Conceding that not everyone can get a job in Formula One, Houghton believes it has the glamour and excitement to show young people the appeal of working on high end engineering.

"It is that sort of passion that we need to ignite at an early phase," he said. "Just giving them physics is not going to do it unless they have a real bent for it, as I did. You have to capture the imagination, the earlier the better, between 7 and 11 is the ideal time."

There is no silver bullet, but Houghton believes it is the role of teachers first and then 'STEM ambassadors' that will make a difference.

"I think everyone in positions like mine, within the engineering industry, has an obligation to get involved with young people, get them involved earlier and try to create a passion for engineering," he said.

Despite this 'obligation', Houghton said industry should only send out the right representatives. "If people are motivated to do it, they will do a great job inspiring young people in STEM subjects. I don't think we should try to mandate it – it is either in you or it isn't."

One of the difficulties faced by schools is the range of initiatives on offer – sorting out which robotic contest or factory visit will be of most advantage to them when it comes to fulfilling curriculum obligations.

Siemens has an information portal for key stages 2 and 3 designed to give students the chance to manage their own manufacturing and engineering facility. This aims to attract 1.9 million British schoolchildren by the end of this year and 4 million by the end of 2016. Another scheme is E3, which offers students holiday employment through school and university so they are more prepared for the workplace on graduation.

Such diverse offerings highlight the problem which schools face, albeit a good problem to have.

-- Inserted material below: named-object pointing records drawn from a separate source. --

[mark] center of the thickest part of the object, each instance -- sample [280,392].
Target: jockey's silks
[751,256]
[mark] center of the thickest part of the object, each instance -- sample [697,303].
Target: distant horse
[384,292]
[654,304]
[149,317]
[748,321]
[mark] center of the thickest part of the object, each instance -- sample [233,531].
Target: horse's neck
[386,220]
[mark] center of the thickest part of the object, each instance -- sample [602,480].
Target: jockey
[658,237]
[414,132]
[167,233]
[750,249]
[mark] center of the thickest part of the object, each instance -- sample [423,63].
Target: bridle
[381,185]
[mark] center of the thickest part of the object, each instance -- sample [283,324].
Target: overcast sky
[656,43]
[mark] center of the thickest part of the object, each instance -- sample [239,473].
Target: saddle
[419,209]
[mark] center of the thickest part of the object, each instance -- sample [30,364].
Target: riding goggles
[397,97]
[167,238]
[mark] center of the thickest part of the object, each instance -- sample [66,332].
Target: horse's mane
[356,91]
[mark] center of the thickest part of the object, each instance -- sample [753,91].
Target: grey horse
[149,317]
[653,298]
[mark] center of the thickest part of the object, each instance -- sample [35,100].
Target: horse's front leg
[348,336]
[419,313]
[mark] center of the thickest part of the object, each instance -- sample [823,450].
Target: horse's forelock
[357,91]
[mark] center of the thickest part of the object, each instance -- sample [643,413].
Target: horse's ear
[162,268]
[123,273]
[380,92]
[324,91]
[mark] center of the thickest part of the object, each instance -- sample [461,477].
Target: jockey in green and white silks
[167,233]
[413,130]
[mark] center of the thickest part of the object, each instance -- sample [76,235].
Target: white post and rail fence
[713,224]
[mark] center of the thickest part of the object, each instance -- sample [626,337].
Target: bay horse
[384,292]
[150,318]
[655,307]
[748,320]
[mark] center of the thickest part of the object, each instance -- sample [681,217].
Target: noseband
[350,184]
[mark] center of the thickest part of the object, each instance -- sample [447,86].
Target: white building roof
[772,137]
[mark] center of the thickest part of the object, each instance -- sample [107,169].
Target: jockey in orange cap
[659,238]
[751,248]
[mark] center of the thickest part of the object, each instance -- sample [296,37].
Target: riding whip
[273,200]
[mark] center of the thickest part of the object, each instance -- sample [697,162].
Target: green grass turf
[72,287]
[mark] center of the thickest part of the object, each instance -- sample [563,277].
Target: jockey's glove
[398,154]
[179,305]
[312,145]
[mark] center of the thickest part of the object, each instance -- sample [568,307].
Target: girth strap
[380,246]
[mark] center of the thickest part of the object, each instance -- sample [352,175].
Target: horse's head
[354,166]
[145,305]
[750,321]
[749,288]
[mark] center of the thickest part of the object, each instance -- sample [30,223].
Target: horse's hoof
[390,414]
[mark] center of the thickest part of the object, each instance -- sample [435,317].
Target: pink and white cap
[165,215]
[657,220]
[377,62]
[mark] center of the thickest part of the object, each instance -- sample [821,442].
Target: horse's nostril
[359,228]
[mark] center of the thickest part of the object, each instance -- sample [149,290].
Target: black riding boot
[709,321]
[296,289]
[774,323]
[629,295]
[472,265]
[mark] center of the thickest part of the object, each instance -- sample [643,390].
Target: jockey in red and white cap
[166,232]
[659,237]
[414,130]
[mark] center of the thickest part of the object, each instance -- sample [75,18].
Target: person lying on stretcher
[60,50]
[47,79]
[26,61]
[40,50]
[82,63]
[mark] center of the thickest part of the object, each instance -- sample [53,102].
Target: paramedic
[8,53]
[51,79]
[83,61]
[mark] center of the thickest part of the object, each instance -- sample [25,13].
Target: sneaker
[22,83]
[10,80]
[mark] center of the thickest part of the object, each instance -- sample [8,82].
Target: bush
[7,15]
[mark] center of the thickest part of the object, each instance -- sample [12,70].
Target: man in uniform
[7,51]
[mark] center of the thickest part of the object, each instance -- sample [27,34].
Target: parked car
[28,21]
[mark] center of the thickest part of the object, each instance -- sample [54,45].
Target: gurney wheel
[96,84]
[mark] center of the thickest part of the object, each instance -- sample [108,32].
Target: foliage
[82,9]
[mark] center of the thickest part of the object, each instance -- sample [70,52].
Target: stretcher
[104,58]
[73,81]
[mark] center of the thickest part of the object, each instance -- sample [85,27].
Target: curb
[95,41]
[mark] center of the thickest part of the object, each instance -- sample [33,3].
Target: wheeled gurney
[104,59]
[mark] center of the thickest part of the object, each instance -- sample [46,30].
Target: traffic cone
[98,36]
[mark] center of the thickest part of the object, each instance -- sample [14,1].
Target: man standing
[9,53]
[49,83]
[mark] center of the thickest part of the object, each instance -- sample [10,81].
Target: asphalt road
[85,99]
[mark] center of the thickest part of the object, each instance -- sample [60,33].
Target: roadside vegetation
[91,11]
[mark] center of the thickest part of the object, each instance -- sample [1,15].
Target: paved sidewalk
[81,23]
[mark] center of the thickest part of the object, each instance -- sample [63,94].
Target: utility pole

Houghton said: "It is great that companies do this good stuff, but there is no coordination between what companies are doing. With hundreds of such initiatives, which ones do you pick?"

A lack of coordination and consistency is also at the heart of Government thinking according to Houghton. "We need longevity," he adds. "If employers and academics are going to have faith in something, it needs to be a cross party, long term strategy. That is the most important thing for us in industry."

Houghton pointed to the positive moves to 'rebalance' the economy with a greater emphasis on manufacturing. However, compared with Germany's 'Industry 4.0', or US 'Industry Renaissance', he is concerned that 'rebalancing' could be less specific and interpreted in different ways as time goes on. "But," he said, "at the moment, I am pleased with what this Government has set out to do. And UTCs started out in the previous Government, so that is a bit of cross party thinking."

UTCs (University Technical College) are still in their infancy; the first opened in 2010 and now there are 17. Nevertheless, the first students are starting to come off that particular production line.

"I am very impressed by them," claimed Houghton. "One of the things they do as part of the curriculum is to teach students to be competent orators – debating engineering topics in a group. I thought these students are miles ahead of the standard students I have met."

But is the Government doing enough? It seems widely accepted that the shortage of engineers, in terms of the 'pipeline' of new graduates coming through, will last until at least 2020. Is there more the Government could do?

Houghton suggested: "It could come up with additional incentives to support engineering. For instance, if we are struggling to attract more students into engineering type degrees, we could offer reduced fees in areas where the economy needs some sort of additional support. That might be a way of stemming the short term gap."